Edge-emitting Semiconductor Lasers
Semiconductor lasers can be grouped into two classes:
- Edge-emitting lasers (also called in-plane lasers), where the laser light propagates in a direction along the wafer surface of the semiconductor chip, from which the laser is made. The light is usually reflected or coupled out at a cleaved edge.
- Surface-emitting lasers, where the light propagates in the direction perpendicular to the semiconductor wafer surface.
Edge-emitting lasers are the original and still very widely used form of semiconductor lasers. Their resonator length is typically between a few hundred micrometers and a few millimeters. This is sufficient for reaching a high gain, so that an edge-emitting laser may lase even if the resonator losses are fairly high, e.g. when the end faces (edges) are not coated and there is only the Fresnel reflection of the semiconductor/air interfaces.
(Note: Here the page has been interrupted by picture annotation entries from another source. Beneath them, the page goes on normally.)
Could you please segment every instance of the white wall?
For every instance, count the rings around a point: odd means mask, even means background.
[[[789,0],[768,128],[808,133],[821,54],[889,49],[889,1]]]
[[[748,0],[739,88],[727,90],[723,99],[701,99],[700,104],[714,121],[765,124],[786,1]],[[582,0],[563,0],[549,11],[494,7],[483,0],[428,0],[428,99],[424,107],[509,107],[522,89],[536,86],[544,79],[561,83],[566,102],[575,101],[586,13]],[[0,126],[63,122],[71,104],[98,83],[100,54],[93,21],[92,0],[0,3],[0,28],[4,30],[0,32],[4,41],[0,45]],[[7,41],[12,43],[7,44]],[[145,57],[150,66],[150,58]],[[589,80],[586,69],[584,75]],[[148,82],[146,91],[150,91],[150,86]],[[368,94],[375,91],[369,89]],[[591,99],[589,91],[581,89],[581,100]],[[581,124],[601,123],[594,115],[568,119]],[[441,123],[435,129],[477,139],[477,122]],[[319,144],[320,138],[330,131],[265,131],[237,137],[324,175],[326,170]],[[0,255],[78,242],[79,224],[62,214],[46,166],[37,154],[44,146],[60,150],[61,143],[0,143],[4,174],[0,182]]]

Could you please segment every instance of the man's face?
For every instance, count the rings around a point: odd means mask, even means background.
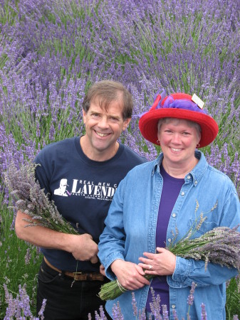
[[[118,149],[117,139],[130,119],[123,119],[120,99],[112,102],[106,110],[101,108],[98,97],[90,102],[88,112],[83,110],[85,126],[84,153],[90,159],[105,161],[112,158]],[[87,149],[86,149],[87,148]]]

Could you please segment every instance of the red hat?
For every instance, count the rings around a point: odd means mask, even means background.
[[[142,136],[150,142],[159,144],[157,122],[160,119],[172,117],[197,122],[201,127],[201,140],[198,148],[212,142],[219,132],[216,121],[203,110],[204,102],[196,95],[172,93],[165,97],[165,92],[157,95],[150,110],[142,115],[139,128]]]

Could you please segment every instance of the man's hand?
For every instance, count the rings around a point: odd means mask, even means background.
[[[104,277],[106,277],[106,274],[105,273],[105,267],[103,267],[103,265],[100,265],[99,271],[101,274],[104,275]]]
[[[92,263],[98,262],[98,247],[88,233],[72,235],[70,252],[73,257],[80,261],[90,260]]]

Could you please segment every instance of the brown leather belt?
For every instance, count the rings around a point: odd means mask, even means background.
[[[46,264],[55,271],[61,274],[63,274],[67,277],[74,279],[75,281],[103,281],[104,276],[100,272],[69,272],[68,271],[61,271],[60,269],[56,268],[51,265],[49,261],[44,257],[44,261]]]

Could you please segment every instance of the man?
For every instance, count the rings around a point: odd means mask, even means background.
[[[51,144],[36,158],[41,188],[79,235],[25,228],[26,215],[21,211],[16,219],[18,237],[41,247],[44,255],[37,311],[46,299],[46,320],[88,319],[88,313],[93,319],[103,305],[97,295],[108,280],[100,273],[99,236],[118,183],[132,168],[146,161],[117,142],[132,112],[131,95],[122,84],[95,83],[83,107],[85,134]]]

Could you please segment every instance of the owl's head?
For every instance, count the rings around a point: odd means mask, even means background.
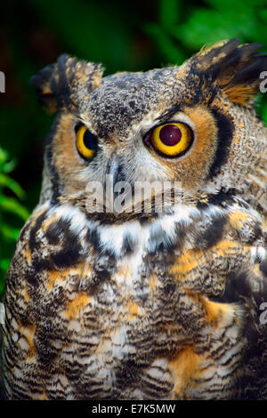
[[[102,77],[68,55],[32,77],[58,117],[45,151],[42,201],[85,206],[88,184],[172,181],[193,204],[236,194],[267,211],[267,131],[255,110],[267,56],[226,41],[181,67]],[[114,189],[113,189],[114,190]]]

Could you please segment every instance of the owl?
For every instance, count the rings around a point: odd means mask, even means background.
[[[57,116],[6,278],[5,398],[267,398],[260,46],[32,77]]]

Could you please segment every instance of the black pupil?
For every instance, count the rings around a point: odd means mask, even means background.
[[[88,129],[84,133],[84,144],[88,149],[97,149],[97,138]]]

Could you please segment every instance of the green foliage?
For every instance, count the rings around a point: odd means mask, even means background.
[[[6,2],[0,28],[6,79],[6,92],[0,93],[0,293],[19,229],[37,203],[44,140],[53,121],[38,106],[30,76],[64,52],[102,62],[107,75],[181,64],[203,44],[231,37],[266,48],[266,0]],[[267,123],[267,95],[258,102]]]
[[[200,2],[199,2],[200,3]],[[158,0],[158,22],[144,25],[166,62],[181,64],[206,44],[239,38],[267,45],[266,0]],[[267,69],[267,68],[266,68]],[[259,100],[267,123],[267,98]]]
[[[20,202],[25,197],[25,192],[10,175],[14,168],[14,160],[10,160],[8,152],[0,148],[0,293],[10,261],[5,250],[10,244],[13,245],[20,233],[13,217],[19,218],[20,226],[29,215]]]

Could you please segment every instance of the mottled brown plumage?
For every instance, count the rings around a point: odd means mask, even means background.
[[[267,398],[259,46],[227,41],[181,67],[105,77],[63,55],[32,78],[58,115],[6,280],[7,398]],[[175,124],[191,136],[170,157],[153,135]],[[155,190],[150,211],[143,197],[138,211],[107,197],[89,211],[88,185],[109,189],[107,175],[176,181],[179,202],[172,189],[163,212]]]

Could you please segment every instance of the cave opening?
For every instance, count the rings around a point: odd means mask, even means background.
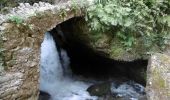
[[[110,95],[109,98],[111,98],[111,100],[115,97],[117,98],[116,96],[117,94],[123,94],[125,98],[128,98],[127,100],[131,100],[129,99],[129,97],[138,98],[137,96],[144,95],[143,94],[144,88],[136,83],[139,83],[143,86],[146,85],[146,69],[147,69],[148,60],[138,59],[135,61],[128,62],[128,61],[118,61],[118,60],[108,58],[107,54],[103,52],[95,51],[93,48],[87,45],[88,44],[87,42],[89,41],[77,36],[77,34],[79,34],[79,32],[82,31],[80,30],[80,28],[78,29],[78,27],[81,27],[79,26],[79,23],[85,23],[83,17],[71,18],[61,24],[58,24],[51,31],[45,33],[45,38],[43,42],[44,44],[42,43],[41,50],[42,47],[45,46],[45,49],[49,49],[49,50],[45,50],[47,53],[45,52],[44,54],[45,55],[49,54],[47,55],[47,57],[51,56],[56,60],[43,58],[45,59],[44,60],[45,65],[41,64],[41,70],[44,70],[45,72],[44,77],[50,76],[49,79],[52,78],[53,79],[52,82],[50,82],[47,79],[42,79],[41,82],[44,82],[43,83],[44,86],[42,85],[42,90],[44,89],[45,91],[41,91],[40,89],[41,92],[39,98],[41,99],[39,100],[48,100],[48,99],[42,99],[43,97],[41,96],[45,96],[47,98],[50,98],[49,96],[51,96],[52,100],[58,100],[58,99],[73,100],[71,99],[72,97],[69,97],[67,99],[61,99],[63,98],[61,97],[62,95],[64,96],[76,95],[79,96],[78,98],[84,98],[82,97],[82,94],[83,95],[86,94],[87,91],[90,93],[91,96],[104,96],[103,97],[104,99],[102,100],[108,99],[106,95]],[[54,43],[56,45],[55,52],[53,52],[54,46],[50,47],[51,44],[45,43],[47,42],[53,44],[53,42],[50,39],[52,39],[55,42]],[[52,52],[50,51],[50,48],[52,48],[51,49]],[[62,54],[63,52],[65,57]],[[54,57],[53,55],[54,56],[57,55],[58,57]],[[64,64],[65,61],[68,62],[68,60],[69,60],[69,68],[63,67],[65,65],[62,64]],[[50,66],[47,63],[51,64],[53,68],[51,67],[52,69],[50,69]],[[60,66],[59,63],[61,63],[62,68],[59,67]],[[57,65],[57,68],[54,68],[55,67],[54,64]],[[47,75],[48,73],[46,73],[47,70],[43,69],[45,68],[44,66],[49,67],[49,69],[47,69],[49,70],[49,75]],[[72,72],[72,74],[68,74],[68,75],[73,75],[77,77],[81,76],[83,77],[83,79],[86,78],[87,80],[88,79],[95,80],[94,85],[91,84],[90,86],[88,83],[82,84],[82,82],[80,82],[79,80],[75,81],[74,77],[73,79],[70,76],[63,77],[64,74],[62,75],[62,73],[64,73],[64,71],[68,69],[70,69]],[[42,75],[41,70],[40,70],[40,77]],[[54,78],[56,78],[56,80],[54,80]],[[65,80],[62,78],[65,78]],[[44,80],[47,82],[45,82]],[[136,83],[127,82],[129,80],[132,80]],[[99,85],[98,83],[96,83],[97,81],[99,82]],[[112,83],[113,81],[114,83]],[[116,85],[115,82],[117,82]],[[61,86],[63,86],[63,88],[60,88]],[[57,88],[58,90],[54,88]],[[77,89],[80,89],[81,91],[79,92],[77,91]],[[65,91],[65,93],[63,91]],[[59,95],[57,95],[58,93]],[[55,97],[57,99],[54,99]],[[91,97],[89,97],[88,95],[86,95],[86,99],[76,99],[76,100],[87,100],[89,98],[90,100],[98,100],[95,98],[91,99]]]
[[[67,51],[70,67],[75,75],[106,80],[125,78],[146,85],[144,75],[146,75],[148,60],[118,61],[106,57],[103,52],[94,51],[87,45],[88,41],[76,36],[77,32],[81,32],[77,31],[80,22],[85,23],[83,17],[74,17],[50,31],[57,45]],[[61,36],[61,31],[64,36]]]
Within the edge-emitting laser structure, the laser beam is guided in a waveguide structure. Typically, one uses a double heterostructure, which restricts the generated carriers (electrons and holes) to a narrow region and at the same time serves as a waveguide for the optical field. Such an arrangement leads to a low threshold pump power and a high efficiency.
Depending on the waveguide properties, particularly its transverse dimensions, it is possible either to obtain an output with high beam quality but limited output power (some hundreds of milliwatts), or (with a broad-area laser diode) an output with high output power (tens of watts or even more than 100 W) but with poor beam quality.